1. This site uses cookies. By continuing to use this site, you are agreeing to our use of cookies. Learn More.

Unicode question

Discussion in 'Plugins' started by vefatica, Apr 19, 2009.

  1. vefatica

    Joined:
    May 20, 2008
    Messages:
    7,785
    Likes Received:
    29
    If the user does
    Code:
    ECHO %@CHAR[27]
    then a left-pointing arrow appears on the screen. Actually in the console screen buffer is the Unicode character 8592 (0x2190). If a plugin internal variable (_CURCHAR) returns that character like this
    Code:
    ReadConsoleOutput(STD_OUT, &ci, cdOne, cdZero, &sr);
    Sprintf(pszSrgs, L"%c", ci.Char.UnicodeChar);
    return 0;
    then the only tests for it I can find are
    Code:
    IF %@CHAR[%_CURCHAR] == 8592
    IF %@UNICODE[%_CURCHAR] == 8592
    Is there any way to test for that character using the more familiar number 27? If, internally, I try WideCharToMultiByte(CP_ACP) on it, I wind up with 63, i.e., the question mark (default unprintable, I suppose).

    Thanks!
     
  2. vefatica

    Joined:
    May 20, 2008
    Messages:
    7,785
    Likes Received:
    29
    That last sode was in error; it should have read:
    Code:
    IF %@ASCII[%_CURCHAR] == 8592
    IF %@UNICODE[%_CURCHAR] == 8592
     
  3. rconn

    rconn Administrator
    Staff Member

    Joined:
    May 14, 2008
    Messages:
    9,730
    Likes Received:
    80
    vefatica wrote:

    This is a Windows / console manager issue, not TCC. I don't know the
    answer; try Microsoft.

    Rex Conn
    JP Software
     
  4. vefatica

    Joined:
    May 20, 2008
    Messages:
    7,785
    Likes Received:
    29
    Refering to an <Esc> glyph in the console screen buffer ...

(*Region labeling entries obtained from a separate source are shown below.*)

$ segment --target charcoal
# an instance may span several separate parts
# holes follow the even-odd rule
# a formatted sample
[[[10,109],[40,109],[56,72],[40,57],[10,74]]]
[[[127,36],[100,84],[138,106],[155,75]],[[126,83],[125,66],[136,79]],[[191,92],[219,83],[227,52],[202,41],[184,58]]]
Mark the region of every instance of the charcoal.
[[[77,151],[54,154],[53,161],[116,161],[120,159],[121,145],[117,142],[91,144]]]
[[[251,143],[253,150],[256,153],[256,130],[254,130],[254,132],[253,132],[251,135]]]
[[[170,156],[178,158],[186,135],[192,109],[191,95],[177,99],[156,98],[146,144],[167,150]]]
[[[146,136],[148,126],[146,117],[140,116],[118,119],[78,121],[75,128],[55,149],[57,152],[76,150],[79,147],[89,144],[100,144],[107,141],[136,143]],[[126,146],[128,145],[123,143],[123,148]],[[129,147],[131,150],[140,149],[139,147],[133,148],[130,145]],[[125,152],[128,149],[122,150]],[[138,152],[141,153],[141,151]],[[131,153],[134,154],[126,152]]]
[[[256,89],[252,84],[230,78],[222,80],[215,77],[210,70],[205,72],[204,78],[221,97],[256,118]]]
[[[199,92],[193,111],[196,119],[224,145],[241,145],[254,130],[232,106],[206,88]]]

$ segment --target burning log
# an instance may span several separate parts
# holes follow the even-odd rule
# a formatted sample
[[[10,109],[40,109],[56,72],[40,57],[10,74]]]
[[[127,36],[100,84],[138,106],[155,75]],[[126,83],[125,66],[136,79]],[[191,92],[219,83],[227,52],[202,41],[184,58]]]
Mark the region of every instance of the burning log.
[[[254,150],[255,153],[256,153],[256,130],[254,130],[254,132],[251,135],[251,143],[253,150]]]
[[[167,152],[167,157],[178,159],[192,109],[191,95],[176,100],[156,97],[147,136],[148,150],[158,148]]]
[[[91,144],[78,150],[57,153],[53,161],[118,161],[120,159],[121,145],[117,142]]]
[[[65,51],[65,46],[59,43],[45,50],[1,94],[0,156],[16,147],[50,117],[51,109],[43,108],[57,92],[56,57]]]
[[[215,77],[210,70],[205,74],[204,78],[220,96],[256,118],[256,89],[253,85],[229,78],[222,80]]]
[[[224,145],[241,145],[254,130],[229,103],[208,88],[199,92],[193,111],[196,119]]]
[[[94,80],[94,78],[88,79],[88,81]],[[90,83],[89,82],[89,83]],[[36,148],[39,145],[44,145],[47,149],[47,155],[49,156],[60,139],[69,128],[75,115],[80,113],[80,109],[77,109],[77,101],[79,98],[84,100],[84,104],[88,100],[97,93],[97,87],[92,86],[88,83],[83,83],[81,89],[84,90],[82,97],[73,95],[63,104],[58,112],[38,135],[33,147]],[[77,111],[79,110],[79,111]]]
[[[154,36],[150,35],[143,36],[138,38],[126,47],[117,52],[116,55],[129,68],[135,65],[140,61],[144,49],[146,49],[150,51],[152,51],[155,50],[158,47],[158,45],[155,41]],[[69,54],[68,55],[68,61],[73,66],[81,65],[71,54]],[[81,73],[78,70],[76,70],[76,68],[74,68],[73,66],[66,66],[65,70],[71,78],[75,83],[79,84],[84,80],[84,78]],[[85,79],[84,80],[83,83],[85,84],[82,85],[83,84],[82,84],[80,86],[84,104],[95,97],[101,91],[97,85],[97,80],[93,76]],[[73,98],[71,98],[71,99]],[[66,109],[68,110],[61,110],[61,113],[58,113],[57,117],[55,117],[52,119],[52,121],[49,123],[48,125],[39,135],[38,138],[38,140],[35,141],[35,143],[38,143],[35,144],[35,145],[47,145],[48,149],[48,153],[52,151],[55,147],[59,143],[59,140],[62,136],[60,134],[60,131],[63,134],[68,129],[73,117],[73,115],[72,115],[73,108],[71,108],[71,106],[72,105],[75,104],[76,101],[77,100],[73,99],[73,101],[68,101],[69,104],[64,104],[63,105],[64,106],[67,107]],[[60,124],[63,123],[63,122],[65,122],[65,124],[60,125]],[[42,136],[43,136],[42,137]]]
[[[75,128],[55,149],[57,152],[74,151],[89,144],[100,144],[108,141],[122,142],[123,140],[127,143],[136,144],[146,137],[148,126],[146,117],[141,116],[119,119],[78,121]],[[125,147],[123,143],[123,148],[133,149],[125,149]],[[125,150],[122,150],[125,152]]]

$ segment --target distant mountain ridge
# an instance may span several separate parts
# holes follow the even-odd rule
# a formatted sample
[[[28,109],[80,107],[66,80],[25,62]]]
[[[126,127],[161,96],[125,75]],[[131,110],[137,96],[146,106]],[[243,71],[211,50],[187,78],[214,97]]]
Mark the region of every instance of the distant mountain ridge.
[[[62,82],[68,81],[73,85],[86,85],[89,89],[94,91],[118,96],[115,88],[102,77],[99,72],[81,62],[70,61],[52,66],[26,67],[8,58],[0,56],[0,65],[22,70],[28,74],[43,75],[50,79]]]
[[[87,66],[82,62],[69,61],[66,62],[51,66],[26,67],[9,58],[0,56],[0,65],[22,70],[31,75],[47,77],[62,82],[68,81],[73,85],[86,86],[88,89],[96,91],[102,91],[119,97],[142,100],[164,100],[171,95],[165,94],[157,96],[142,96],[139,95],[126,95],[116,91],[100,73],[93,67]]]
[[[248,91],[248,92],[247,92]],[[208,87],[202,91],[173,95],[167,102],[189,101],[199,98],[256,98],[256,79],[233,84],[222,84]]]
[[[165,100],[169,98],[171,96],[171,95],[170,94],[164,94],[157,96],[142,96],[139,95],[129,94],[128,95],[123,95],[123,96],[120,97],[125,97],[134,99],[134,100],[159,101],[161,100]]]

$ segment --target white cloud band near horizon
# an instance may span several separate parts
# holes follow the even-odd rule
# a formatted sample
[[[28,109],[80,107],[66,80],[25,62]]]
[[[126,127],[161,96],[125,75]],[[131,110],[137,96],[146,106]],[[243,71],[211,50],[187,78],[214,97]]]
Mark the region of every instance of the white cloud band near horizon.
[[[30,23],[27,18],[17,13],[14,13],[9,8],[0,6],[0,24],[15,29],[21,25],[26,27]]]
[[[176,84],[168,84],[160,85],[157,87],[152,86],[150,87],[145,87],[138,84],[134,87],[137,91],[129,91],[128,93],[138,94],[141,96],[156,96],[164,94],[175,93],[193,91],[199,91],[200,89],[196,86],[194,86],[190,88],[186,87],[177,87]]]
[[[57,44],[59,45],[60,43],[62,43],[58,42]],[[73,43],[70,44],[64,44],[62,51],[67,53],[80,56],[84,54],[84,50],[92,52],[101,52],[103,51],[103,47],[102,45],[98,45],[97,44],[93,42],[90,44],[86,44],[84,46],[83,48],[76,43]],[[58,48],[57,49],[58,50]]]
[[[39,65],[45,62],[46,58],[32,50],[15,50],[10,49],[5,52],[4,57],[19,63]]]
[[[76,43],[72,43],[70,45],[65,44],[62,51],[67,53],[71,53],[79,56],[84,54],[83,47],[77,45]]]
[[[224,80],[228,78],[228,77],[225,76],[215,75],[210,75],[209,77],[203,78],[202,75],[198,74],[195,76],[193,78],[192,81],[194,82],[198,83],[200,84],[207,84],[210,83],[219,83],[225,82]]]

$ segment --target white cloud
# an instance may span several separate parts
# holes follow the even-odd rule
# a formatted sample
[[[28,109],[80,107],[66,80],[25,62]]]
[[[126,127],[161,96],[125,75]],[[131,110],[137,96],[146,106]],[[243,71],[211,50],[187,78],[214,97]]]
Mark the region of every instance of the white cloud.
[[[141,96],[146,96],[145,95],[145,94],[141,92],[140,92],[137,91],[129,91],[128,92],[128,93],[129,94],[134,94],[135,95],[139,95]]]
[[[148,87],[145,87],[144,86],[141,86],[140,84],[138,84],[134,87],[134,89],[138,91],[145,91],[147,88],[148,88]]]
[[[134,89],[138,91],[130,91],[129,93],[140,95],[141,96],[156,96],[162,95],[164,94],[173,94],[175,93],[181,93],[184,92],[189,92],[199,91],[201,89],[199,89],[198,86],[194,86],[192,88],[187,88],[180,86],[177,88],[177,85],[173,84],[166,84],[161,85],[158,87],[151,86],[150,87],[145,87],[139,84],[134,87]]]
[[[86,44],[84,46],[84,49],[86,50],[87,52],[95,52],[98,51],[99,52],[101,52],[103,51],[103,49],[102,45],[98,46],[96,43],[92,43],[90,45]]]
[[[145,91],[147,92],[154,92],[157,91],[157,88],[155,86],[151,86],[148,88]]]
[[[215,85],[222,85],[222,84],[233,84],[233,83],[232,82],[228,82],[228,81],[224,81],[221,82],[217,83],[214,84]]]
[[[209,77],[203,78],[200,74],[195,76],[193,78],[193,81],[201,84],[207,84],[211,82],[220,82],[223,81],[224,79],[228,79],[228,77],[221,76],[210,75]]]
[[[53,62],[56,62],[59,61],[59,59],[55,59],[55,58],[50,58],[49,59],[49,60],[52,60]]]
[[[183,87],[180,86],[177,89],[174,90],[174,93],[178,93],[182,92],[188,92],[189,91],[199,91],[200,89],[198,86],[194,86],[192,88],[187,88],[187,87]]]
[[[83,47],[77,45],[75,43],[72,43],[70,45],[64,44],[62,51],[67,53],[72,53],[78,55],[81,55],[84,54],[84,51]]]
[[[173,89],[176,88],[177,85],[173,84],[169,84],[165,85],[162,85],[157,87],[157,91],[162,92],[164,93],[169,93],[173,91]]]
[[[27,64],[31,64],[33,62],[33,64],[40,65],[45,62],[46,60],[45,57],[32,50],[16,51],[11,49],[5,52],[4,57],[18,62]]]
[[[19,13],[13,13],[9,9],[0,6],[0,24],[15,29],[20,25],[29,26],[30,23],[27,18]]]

    If I use ReadConsoleOutputW() on that character, I get

    CHAR_INFO::Char.UnicodeChar = 8592 (the right glyph)
    CHAR_INFO::Char.AsciiChar = 65424 [garbage?]

    If I use ReadConsoleOutputCharacterW(), I get 8592.

    If I use ReadConsoleOutputCharacterA(), I get 27.

    I didn't try ReadConsoleOutputA().

    Any thoughts Rex?
     
  5. vefatica

    Joined:
    May 20, 2008
    Messages:
    7,785
    Likes Received:
    29
    On Mon, 20 Apr 2009 21:01:59 -0500, vefatica <> wrote:

    |Refering to an <Esc> glyph in the console screen buffer ...
    |
    |If I use ReadConsoleOutputW() on that character, I get
    |
    | CHAR_INFO::Char.UnicodeChar = 8592 (the right glyph)
    | CHAR_INFO::Char.AsciiChar = 65424 [garbage?]
    |
    |If I use ReadConsoleOutputCharacterW(), I get 8592.
    |
    |If I use ReadConsoleOutputCharacterA(), I get 27.
    |
    |I didn't try ReadConsoleOutputA().

    My guess is that the console screen buffer **is** ASCII (since you're stuck with
    some code page) and the ReadConsoleOutput[Character]W() functions translate into
    an appropriate Unicode glyph. Make sense? What do you think Rex?
    --
    - Vince
     
  6. rconn

    rconn Administrator
    Staff Member

    Joined:
    May 14, 2008
    Messages:
    9,730
    Likes Received:
    80
    vefatica wrote:

    That's what I would expect. What's your question?

    Rex Conn
    JP Software
     
  7. rconn

    rconn Administrator
    Staff Member

    Joined:
    May 14, 2008
    Messages:
    9,730
    Likes Received:
    80
    vefatica wrote:

    Other way around -- the console buffer is Unicode and the translations
    are into ASCII. (Which results occasionally in some odd conversions.)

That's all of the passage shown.